0

I have an homework where I have to find the best classification model possible for a dataset. My training set consists of 733 observations with 90000 variables each.

My problem is the following : whenever I try to perform an operation on the dataset (mice, rpart, ...), I get an error "cannot allocate vector of size x Gb" with x being really huge like 30-60 Gb.

My question is : how can I deal with such huge dataset ?

Since there are not many observations but lots of feature variables, I believe that a solution can consist of deriving new feature variables from the existing one in order to reduce the number of variables but I don't know if it's possible in R and if it would be statistically correct.

I did some researches on Internet but I found nothing that helps me. I would be very grateful if someone can help me. It may be useful to precise that I have very little knowledge about R and statistics in general.

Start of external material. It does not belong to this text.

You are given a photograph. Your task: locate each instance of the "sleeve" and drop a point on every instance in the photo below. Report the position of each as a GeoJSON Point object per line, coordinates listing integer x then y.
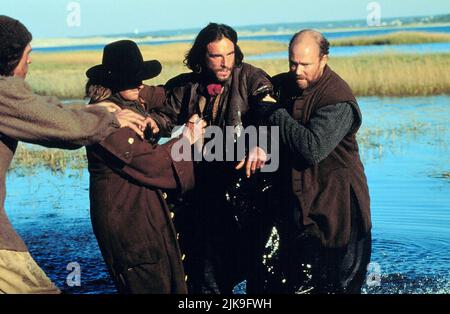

Thanks in advance for your response !

Julien Mertz
  • 465
  • 2
  • 8
  • 22
  • This problem turns up on this site at least once every few days, and it has already been well covered. You have a few choices, but the first thing to ask is whether you really need to be doing stats on a 30GB sized data set. Could you take a 1GB sample and still get meaningful results from that? Check the duplicate link for some options, including what you might be able to do if you really do need to work with such a large data set. – Tim Biegeleisen May 04 '19 at 16:04
  • Thanks for your answer ! I already read the duplicate link and don't find any answer because I know that I have to reduce the size of my dataset but I can't figure out how to do it. Since there are only 733 observations, I guess I cannot take only 30-40 observations since the model won't be relevant. So this means that I have to work with the feature variables but I don't know what I have to do. All the topics I found are with datasets that have lots of observations but only a few variables. My dataset is the opposite as these datasets so the topics don't really help. – Julien Mertz May 04 '19 at 16:14
  • OK? Use a dimension reduction approach ... – Roland May 04 '19 at 21:46

0 Answers0